For purposes of the Agreement to which this EXHIBIT A is attached, "TARGET"
shall mean EPS Growth of 15% in the first year of the Performance Period plus
EPS Growth of 15% in the second year of the Performance Period and "EPS
GROWTH" shall refer to the increase in adjusted pro forma net income per
share, as such term is defined in the Company's earnings releases furnished to
or filed with the Securities and Exchange Commission, or in any other earnings
per share metric that the Company uses as its main earnings per share
measurement, as determined by the Committee in its sole discretion within the
first 90 days of the Performance Period.
VESTING EXAMPLE. For purposes of illustration only, assume the Participant is
awarded a Target Award of 100 Restricted Share Units. At the end of the
Performance Period, the Committee determines that 80% of Target was achieved.

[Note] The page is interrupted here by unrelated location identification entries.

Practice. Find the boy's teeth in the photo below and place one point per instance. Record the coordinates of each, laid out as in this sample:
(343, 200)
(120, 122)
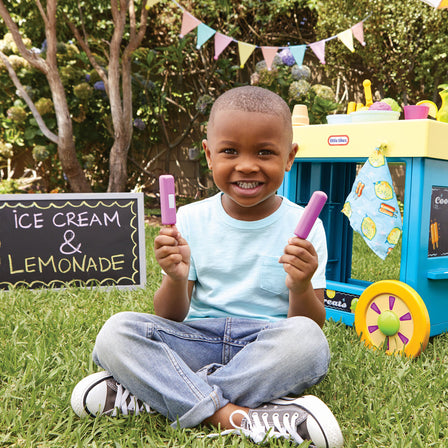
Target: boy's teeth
(247, 185)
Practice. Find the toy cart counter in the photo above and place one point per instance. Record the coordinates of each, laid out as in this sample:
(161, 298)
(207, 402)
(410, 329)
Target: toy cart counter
(398, 314)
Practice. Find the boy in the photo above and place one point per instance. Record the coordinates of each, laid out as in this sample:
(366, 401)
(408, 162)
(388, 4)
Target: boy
(239, 310)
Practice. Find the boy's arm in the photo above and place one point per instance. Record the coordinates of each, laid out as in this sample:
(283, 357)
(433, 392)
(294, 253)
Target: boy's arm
(172, 299)
(300, 261)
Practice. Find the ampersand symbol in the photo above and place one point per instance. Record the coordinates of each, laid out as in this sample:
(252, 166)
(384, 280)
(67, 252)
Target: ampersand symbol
(69, 236)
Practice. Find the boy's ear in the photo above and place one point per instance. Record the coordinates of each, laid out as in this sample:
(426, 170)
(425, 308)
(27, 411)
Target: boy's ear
(207, 153)
(292, 156)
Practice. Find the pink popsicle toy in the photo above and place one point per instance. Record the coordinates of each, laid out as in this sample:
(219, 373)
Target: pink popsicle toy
(167, 199)
(310, 214)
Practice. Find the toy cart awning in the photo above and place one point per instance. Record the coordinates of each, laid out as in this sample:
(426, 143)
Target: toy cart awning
(439, 4)
(404, 138)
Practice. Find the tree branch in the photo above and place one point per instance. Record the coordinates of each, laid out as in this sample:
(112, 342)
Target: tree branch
(83, 43)
(35, 60)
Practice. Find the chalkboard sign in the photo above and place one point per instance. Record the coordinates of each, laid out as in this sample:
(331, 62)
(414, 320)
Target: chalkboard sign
(438, 229)
(59, 240)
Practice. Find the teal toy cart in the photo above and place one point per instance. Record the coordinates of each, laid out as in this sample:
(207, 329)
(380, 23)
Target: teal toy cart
(400, 314)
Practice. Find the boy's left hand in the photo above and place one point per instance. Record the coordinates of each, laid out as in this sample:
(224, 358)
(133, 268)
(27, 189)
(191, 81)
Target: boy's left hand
(300, 263)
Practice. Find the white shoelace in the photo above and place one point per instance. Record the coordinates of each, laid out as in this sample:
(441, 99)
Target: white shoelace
(259, 428)
(126, 406)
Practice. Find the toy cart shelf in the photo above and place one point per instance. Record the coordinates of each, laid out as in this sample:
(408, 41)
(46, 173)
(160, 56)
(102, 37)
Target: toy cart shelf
(401, 314)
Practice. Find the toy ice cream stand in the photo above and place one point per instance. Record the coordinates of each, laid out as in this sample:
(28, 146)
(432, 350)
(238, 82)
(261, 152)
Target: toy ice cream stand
(399, 315)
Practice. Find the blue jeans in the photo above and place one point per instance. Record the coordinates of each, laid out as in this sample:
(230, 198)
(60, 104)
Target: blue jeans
(188, 370)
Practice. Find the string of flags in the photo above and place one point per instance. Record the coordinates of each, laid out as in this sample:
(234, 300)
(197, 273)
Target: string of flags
(438, 4)
(221, 41)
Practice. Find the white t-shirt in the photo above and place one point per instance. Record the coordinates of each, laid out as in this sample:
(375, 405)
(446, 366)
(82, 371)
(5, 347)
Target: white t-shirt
(235, 263)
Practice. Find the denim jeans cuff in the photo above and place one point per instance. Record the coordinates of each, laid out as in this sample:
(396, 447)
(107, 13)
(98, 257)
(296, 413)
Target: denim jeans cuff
(202, 410)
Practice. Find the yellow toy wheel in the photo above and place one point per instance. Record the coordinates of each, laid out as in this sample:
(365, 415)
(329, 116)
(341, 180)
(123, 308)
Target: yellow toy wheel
(392, 315)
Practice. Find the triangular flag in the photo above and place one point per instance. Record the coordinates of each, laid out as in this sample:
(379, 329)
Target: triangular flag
(204, 34)
(221, 43)
(346, 37)
(245, 51)
(189, 23)
(319, 50)
(358, 32)
(269, 55)
(150, 3)
(298, 51)
(435, 3)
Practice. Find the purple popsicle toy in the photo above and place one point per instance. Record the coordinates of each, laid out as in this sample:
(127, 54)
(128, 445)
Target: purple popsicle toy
(310, 214)
(167, 199)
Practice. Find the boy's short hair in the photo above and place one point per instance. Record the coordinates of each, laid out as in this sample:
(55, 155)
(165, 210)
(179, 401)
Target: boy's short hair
(252, 99)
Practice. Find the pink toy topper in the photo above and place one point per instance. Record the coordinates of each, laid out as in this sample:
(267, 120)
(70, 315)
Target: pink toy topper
(310, 214)
(167, 199)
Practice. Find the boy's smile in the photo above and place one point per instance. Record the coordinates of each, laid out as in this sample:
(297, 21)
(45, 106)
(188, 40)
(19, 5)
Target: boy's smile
(249, 153)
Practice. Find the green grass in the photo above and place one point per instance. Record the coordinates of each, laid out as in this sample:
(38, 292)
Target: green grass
(46, 338)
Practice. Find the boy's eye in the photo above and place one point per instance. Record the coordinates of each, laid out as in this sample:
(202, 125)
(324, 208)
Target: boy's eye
(229, 151)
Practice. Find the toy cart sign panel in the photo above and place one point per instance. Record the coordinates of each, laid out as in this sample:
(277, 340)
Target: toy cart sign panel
(59, 240)
(438, 229)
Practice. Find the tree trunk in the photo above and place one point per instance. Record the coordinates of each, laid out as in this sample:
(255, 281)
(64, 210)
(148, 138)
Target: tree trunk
(66, 145)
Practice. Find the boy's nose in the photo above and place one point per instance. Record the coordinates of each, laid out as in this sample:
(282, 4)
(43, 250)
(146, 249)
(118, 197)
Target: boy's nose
(246, 165)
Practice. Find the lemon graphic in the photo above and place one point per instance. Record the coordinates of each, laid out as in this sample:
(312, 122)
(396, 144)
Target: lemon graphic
(331, 294)
(394, 236)
(368, 228)
(376, 159)
(384, 190)
(347, 209)
(432, 107)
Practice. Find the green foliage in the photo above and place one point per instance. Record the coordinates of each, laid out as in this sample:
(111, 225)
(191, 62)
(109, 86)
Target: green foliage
(294, 84)
(9, 186)
(406, 46)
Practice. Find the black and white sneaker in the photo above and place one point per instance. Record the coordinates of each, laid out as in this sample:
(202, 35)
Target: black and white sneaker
(297, 419)
(99, 394)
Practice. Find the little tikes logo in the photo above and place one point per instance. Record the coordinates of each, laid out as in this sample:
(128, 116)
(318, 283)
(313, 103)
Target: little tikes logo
(338, 140)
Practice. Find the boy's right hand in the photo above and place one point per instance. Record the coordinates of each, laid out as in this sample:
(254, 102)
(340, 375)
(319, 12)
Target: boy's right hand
(172, 253)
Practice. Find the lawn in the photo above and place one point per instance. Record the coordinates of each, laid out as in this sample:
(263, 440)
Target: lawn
(46, 338)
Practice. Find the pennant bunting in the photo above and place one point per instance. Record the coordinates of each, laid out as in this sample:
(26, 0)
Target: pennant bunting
(298, 51)
(245, 50)
(151, 3)
(221, 43)
(204, 34)
(434, 3)
(269, 55)
(346, 37)
(358, 32)
(319, 50)
(189, 23)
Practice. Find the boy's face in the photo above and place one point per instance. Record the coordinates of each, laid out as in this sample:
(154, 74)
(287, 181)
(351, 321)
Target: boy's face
(248, 153)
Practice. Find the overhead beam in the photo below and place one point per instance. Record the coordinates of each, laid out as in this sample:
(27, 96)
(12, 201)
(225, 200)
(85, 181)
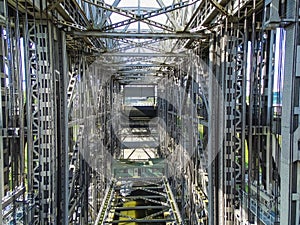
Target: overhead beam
(140, 221)
(137, 54)
(140, 207)
(100, 34)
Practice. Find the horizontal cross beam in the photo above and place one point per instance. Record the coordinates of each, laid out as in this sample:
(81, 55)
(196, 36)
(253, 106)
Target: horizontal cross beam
(99, 34)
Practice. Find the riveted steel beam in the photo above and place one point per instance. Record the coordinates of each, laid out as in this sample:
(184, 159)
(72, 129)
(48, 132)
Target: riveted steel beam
(179, 35)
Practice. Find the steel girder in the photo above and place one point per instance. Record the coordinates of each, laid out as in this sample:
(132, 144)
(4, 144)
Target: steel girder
(179, 35)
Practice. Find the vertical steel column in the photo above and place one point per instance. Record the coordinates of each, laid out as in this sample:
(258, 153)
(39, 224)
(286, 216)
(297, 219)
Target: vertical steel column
(62, 130)
(41, 132)
(289, 164)
(234, 123)
(1, 125)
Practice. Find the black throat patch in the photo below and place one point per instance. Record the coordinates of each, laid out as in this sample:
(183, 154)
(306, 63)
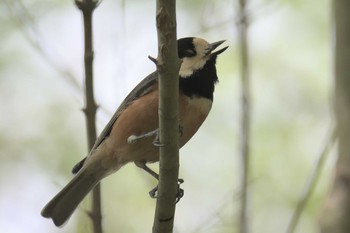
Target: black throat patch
(201, 83)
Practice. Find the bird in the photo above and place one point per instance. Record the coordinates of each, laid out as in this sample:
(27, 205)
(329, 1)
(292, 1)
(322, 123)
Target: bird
(131, 134)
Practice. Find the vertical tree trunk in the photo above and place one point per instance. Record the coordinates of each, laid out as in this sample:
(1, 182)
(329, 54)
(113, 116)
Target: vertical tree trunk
(168, 65)
(336, 215)
(87, 8)
(245, 123)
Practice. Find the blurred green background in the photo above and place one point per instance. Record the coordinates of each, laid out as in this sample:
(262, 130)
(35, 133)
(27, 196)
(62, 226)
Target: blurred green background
(43, 128)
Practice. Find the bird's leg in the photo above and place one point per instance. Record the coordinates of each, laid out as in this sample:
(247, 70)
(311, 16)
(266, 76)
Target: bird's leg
(134, 138)
(153, 192)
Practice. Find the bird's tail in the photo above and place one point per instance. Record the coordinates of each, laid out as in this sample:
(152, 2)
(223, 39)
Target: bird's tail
(61, 207)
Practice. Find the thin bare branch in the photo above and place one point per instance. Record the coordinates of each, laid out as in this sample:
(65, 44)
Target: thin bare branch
(245, 114)
(312, 181)
(87, 8)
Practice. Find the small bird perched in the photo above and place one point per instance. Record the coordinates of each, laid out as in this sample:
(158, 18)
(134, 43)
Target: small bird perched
(132, 132)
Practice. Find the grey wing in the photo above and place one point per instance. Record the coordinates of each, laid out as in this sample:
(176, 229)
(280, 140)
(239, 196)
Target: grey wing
(140, 90)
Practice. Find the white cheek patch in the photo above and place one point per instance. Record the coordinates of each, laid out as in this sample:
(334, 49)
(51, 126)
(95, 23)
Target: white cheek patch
(202, 105)
(191, 64)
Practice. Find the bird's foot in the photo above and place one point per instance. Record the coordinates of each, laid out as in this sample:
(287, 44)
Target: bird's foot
(180, 192)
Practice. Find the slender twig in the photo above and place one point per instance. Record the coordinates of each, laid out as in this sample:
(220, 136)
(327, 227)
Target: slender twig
(312, 181)
(168, 65)
(245, 114)
(87, 8)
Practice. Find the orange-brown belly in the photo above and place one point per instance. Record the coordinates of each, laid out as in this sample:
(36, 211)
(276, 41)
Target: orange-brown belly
(142, 117)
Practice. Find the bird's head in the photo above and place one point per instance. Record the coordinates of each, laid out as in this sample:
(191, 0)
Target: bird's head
(195, 53)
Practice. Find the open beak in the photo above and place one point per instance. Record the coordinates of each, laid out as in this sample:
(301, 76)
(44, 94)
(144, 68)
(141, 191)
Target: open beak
(213, 46)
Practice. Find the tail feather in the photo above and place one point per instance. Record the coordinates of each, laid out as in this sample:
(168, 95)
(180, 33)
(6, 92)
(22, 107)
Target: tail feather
(61, 207)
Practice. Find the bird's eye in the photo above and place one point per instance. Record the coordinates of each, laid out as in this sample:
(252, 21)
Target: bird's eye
(189, 53)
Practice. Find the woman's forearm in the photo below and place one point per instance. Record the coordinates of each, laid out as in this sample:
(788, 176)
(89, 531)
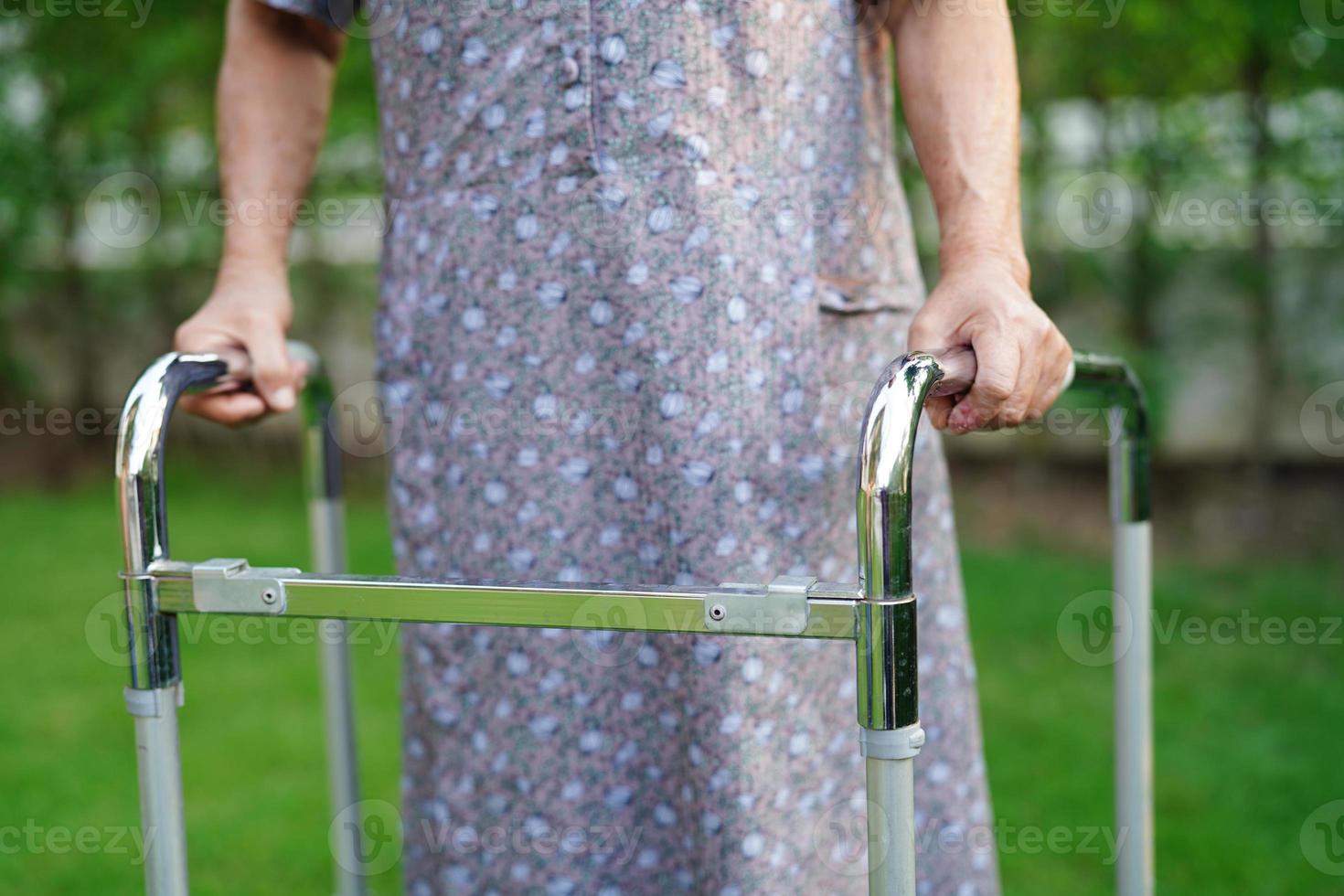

25 Restricted Share Units from the Participant's Award would become vested,
and the Participant would receive 25 shares of Common Stock of the Company. As
long as the Participant remains employed for one more year, the Participant
would become vested in another 25 Restricted Share Units, and the Participant
would receive an additional 25 shares of Common Stock of the Company (for a
total of 50 shares). The remaining 50 Restricted Share Units of the Target
Award, together with the 50 additional Restricted Share Units subject to the
Award (which would have vested if maximum performance had been attained) will
be automatically forfeited on the Performance-Based Vesting Date (and
therefore cannot vest on the Service-Based Vesting Date).